Virginia Becoming More Hostile Toward Women’s Health

By Sara Cardelle

There is currently a National War on Women in the United States regarding reproductive rights. The attacks on women’s health care access range from attempts to defund Planned Parenthood (on Wednesday, Indiana became the first state to succeed) to requirements that pregnant women undergo an ultrasound prior to obtaining an abortion. In total, there have been 916 state bills related to reproductive rights issues proposed throughout the country this year alone. Unfortunately, the war on women has been equally successful in the state of Virginia. We saw a total of 10 bills or amendments restricting reproductive health care proposed during the 2011 General Assembly. Three of the bills and amendments are now law and could have a devastating impact on women’s health and access to care in Virginia. At NARAL Pro-Choice Virginia’s Choice Legislative Debriefing, Delegate Patrick Hope, D-Arlington, stated, “We have essentially overturned a lot of case laws since Roe v. Wade, making Virginia one of the less desirable states in terms of women’s reproductive rights and I think it’s just outrageous.”

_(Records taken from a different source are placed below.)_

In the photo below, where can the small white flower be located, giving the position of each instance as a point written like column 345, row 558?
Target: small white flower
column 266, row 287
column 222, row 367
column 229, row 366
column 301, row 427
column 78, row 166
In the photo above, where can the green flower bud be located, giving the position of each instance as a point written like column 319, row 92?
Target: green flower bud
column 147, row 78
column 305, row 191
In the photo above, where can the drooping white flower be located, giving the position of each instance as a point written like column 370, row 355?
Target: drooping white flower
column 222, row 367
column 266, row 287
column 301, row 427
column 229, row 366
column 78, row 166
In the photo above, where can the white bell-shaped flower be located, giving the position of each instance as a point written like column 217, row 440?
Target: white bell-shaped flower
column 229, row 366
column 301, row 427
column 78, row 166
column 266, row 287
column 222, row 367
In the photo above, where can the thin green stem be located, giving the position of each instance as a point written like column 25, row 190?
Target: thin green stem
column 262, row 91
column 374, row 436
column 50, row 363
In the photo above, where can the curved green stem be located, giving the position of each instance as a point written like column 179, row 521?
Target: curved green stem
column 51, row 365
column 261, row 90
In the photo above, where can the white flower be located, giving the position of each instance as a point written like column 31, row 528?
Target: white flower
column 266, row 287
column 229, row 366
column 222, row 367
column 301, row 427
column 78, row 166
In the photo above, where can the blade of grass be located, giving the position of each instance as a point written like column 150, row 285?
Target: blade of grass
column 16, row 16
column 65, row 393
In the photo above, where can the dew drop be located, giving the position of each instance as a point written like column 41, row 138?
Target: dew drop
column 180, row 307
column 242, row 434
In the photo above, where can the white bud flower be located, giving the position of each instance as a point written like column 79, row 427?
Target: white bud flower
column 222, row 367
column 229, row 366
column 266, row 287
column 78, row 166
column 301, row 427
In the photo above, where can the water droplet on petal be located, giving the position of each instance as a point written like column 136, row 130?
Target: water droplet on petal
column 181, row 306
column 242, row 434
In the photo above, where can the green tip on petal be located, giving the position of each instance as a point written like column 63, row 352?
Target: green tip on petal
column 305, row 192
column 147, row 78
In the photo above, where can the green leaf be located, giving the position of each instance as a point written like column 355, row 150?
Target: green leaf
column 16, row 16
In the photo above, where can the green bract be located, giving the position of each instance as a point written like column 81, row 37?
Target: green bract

Delegate Hope’s statement certainly rings true as we review NARAL Pro-Choice Virginia’s 2011 Legislative Scorecard.

In comparing this year to last year’s results, there is evidence of a push to more anti-choice partisanship. The number of Virginia legislators earning a zero percent pro-choice rating from has nearly doubled from 2010 to 2011. Last year, 36 delegates and nine senators earned a zero percent pro-choice rating. In 2011, the number of Delegates earning a zero percent pro-choice rating went up to 60. This means that, this year, 60 percent of the House of Delegates voted in favor of any and all bills and amendments attacking reproductive rights.

The number of Senators with a zero percent pro-choice rating increased to 15 which, like the House of Delegates, nearly doubles that of last year. There was also a decrease in 100 percent pro-choice senators (from 22 in 2010 to only 19 in 2011). This means there is no pro-choice majority in the Senate. This small but crucial change came into play often during the session, as we saw three bills or amendments restricting reproductive choice pass by only one vote in the Senate.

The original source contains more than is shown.